SWE-Agent: AI Coding Assistant Fixing GitHub Issues Almost Like Humans
Key insights
- ⚙️ SWE-Agent is a new coding assistant developed by a team at Princeton, performing nearly as well as humans and DevOn
- 🔨 Built on a simple language model-centric framework, making it easier for the AI to understand and fix issues in large codebases
- 📦 Installation process involves Docker and Miniconda, with a linter running to ensure syntactical correctness of code
- 📝 Tutorial on setting up a project using Git, Conda, and Docker, encountering issues with Miniconda on Apple Silicon but switching to Lightning.a, and creating a keys file with environment variables
- 🔑 Setting up GitHub token and OpenAI API key for Swe Agent, running the program with provided command, and trying to solve an issue from its own repository using AI
- 🐞 Software engineer debugging a large file, locating and fixing errors in the code, exploring cost limit settings, and expressing interest in using a local model for improved efficiency despite limitations
- 🍬 Sweet agent resolves GitHub issue by reproducing the reported bug, identifying the problem, making necessary edits, and submitting a solution that passes initial and existing tests
Q&A
How does SWE-Agent resolve a GitHub issue?
SWE-Agent resolves a GitHub issue by reproducing the reported bug, identifying the problem in the code, making necessary edits, and submitting a solution. The solution passes the initial test and doesn't break existing tests.
What does the software engineer do during the debugging process?
During the debugging process, the software engineer debugs a large file with the goto command, locates and fixes errors in the code, explores cost limit settings for gp4, and expresses interest in using a local model for improved efficiency. The project is considered cool and promising despite some limitations.
How do you set up GitHub token and OpenAI API key for SWE-Agent?
To set up GitHub token and OpenAI API key for SWE-Agent, you need to follow the provided instructions. Additionally, running the program with the provided command and trying to solve an issue from its own repository using AI are part of the setup process. Many users are impressed by the progress and potential of the AI system.
What does the tutorial on setting up a project involve?
The tutorial includes cloning the project repository using Git clone command, setting up the Conda environment using an environment.yml file, and running the setup.sh script to build a Docker image. It also addresses encountering issues with Miniconda on Apple Silicon and the alternative solution of using Lightning.a. Additionally, it involves creating a keys file with environment variables.
What is the installation process for the specialized language model tool?
The installation process involves using Docker and Miniconda. Additionally, the tool runs a linter when an edit command is issued to ensure the syntactical correctness of the code. It also includes a custom file viewer and editor for the language model, which works best when displaying 100 lines at a time. Furthermore, the tool provides commands for scrolling and file searching.
What is SWE-Agent?
SWE-Agent is a new coding assistant developed by a team at Princeton. It can fix GitHub issues nearly as well as humans. It performs nearly as well as DevOn and is built on a simple language model-centric framework, making it easier for the AI to understand and fix issues in large codebases.
- 00:00 A new coding assistant SWE-Agent, developed by a team at Princeton, can fix GitHub issues nearly as well as humans. It is built on a simple language model-centric framework, making it easier for the AI to understand and fix issues in large codebases.

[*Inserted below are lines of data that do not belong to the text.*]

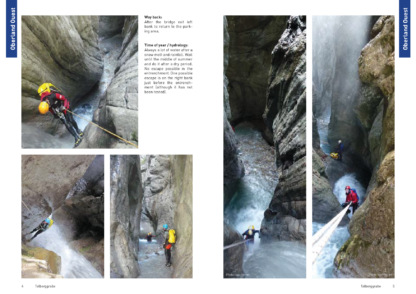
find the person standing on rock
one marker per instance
(56, 103)
(351, 196)
(44, 225)
(169, 240)
(340, 150)
(249, 235)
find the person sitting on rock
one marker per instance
(249, 235)
(44, 225)
(351, 196)
(56, 103)
(169, 240)
(149, 237)
(340, 149)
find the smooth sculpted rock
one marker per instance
(251, 40)
(182, 183)
(325, 204)
(126, 197)
(118, 109)
(62, 50)
(46, 182)
(285, 116)
(233, 165)
(370, 251)
(158, 200)
(233, 257)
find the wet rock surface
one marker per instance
(251, 39)
(233, 258)
(118, 107)
(285, 116)
(126, 197)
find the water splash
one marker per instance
(73, 264)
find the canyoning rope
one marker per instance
(27, 207)
(236, 244)
(128, 142)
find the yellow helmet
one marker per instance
(43, 107)
(47, 87)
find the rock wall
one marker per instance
(126, 197)
(251, 39)
(370, 251)
(285, 116)
(182, 183)
(233, 258)
(46, 182)
(158, 199)
(118, 109)
(62, 50)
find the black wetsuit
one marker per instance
(66, 117)
(39, 229)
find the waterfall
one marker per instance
(73, 264)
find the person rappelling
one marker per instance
(169, 241)
(351, 196)
(249, 235)
(42, 227)
(53, 101)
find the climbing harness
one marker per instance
(320, 239)
(27, 207)
(128, 142)
(236, 244)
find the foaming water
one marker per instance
(324, 265)
(73, 264)
(279, 259)
(152, 260)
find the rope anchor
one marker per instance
(128, 142)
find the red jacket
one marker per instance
(55, 96)
(352, 196)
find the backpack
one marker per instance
(172, 236)
(355, 191)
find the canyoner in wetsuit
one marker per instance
(351, 196)
(249, 235)
(56, 103)
(149, 237)
(44, 225)
(169, 241)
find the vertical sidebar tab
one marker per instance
(404, 28)
(11, 28)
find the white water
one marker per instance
(266, 260)
(152, 260)
(279, 259)
(73, 264)
(325, 263)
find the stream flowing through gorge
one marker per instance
(275, 259)
(73, 264)
(152, 260)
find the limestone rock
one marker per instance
(126, 197)
(182, 183)
(370, 251)
(233, 258)
(251, 41)
(233, 165)
(62, 50)
(285, 116)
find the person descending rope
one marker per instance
(53, 101)
(44, 225)
(352, 197)
(149, 237)
(249, 235)
(170, 240)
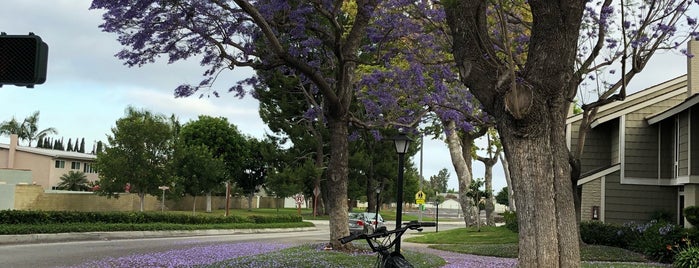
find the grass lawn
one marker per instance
(310, 256)
(501, 242)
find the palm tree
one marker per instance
(28, 130)
(11, 127)
(31, 129)
(73, 181)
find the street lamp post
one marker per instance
(402, 142)
(376, 218)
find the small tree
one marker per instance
(140, 148)
(73, 181)
(197, 170)
(502, 197)
(478, 196)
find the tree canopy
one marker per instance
(137, 155)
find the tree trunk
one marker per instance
(208, 202)
(510, 193)
(141, 199)
(545, 200)
(338, 171)
(194, 205)
(489, 204)
(463, 173)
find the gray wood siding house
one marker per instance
(642, 154)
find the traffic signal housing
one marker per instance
(23, 60)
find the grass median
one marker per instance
(501, 242)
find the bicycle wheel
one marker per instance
(396, 260)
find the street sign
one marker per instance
(420, 198)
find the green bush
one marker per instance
(691, 213)
(600, 233)
(687, 258)
(659, 241)
(62, 217)
(276, 219)
(662, 215)
(511, 221)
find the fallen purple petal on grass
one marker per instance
(188, 257)
(455, 260)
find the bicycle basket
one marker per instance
(396, 260)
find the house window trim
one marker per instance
(689, 143)
(602, 199)
(59, 163)
(676, 148)
(622, 148)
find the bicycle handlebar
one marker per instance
(383, 233)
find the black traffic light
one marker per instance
(23, 60)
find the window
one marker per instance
(87, 168)
(676, 157)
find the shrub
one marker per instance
(659, 241)
(62, 217)
(687, 258)
(511, 221)
(692, 215)
(600, 233)
(662, 216)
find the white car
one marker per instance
(364, 222)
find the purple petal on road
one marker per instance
(188, 257)
(455, 260)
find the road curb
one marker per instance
(92, 236)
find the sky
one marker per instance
(87, 89)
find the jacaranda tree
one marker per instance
(320, 42)
(526, 73)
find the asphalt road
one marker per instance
(71, 253)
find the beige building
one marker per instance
(46, 165)
(640, 157)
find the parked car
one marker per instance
(364, 222)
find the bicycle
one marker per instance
(385, 258)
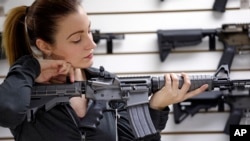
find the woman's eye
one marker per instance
(77, 40)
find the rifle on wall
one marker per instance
(219, 5)
(237, 100)
(235, 38)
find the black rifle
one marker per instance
(220, 5)
(109, 37)
(134, 91)
(235, 37)
(235, 93)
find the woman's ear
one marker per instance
(44, 47)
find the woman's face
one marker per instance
(74, 41)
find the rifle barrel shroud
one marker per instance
(134, 91)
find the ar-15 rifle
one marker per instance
(235, 37)
(225, 93)
(134, 91)
(109, 37)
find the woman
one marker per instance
(60, 31)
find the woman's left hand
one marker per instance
(171, 93)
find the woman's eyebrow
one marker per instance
(81, 31)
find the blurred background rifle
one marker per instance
(237, 100)
(235, 38)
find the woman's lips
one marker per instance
(89, 56)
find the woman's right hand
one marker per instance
(51, 69)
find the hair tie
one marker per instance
(27, 10)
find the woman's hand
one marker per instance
(55, 70)
(171, 93)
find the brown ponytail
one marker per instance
(14, 39)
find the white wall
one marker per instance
(138, 52)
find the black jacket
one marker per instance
(60, 123)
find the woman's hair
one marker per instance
(23, 25)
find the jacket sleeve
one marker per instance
(16, 89)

- 02:38 A specialized language model tool is being described along with its installation process using Docker and Miniconda.
- 04:42 A tutorial on setting up a project using Git, Conda, and Docker. Encountered issues with Miniconda on Apple Silicon but switched to using Lightning.a, which simplified the process. Created a keys file with environment variables.
- 07:00 Setting up GitHub token and OpenAI API key for Swe Agent, running the program with provided command, trying to solve an issue from its own repository using AI.
- 09:13 A software engineer debugs a large file, locates and fixes errors in the code, explores cost limit settings, and expresses interest in using a local model for improved efficiency. The project is considered cool and promising despite some limitations.
- 11:28 A sweet agent resolves a GitHub issue by reproducing the reported bug, identifying the problem in the code, making necessary edits, and submitting a solution. The solution passes the initial test and doesn't break existing tests.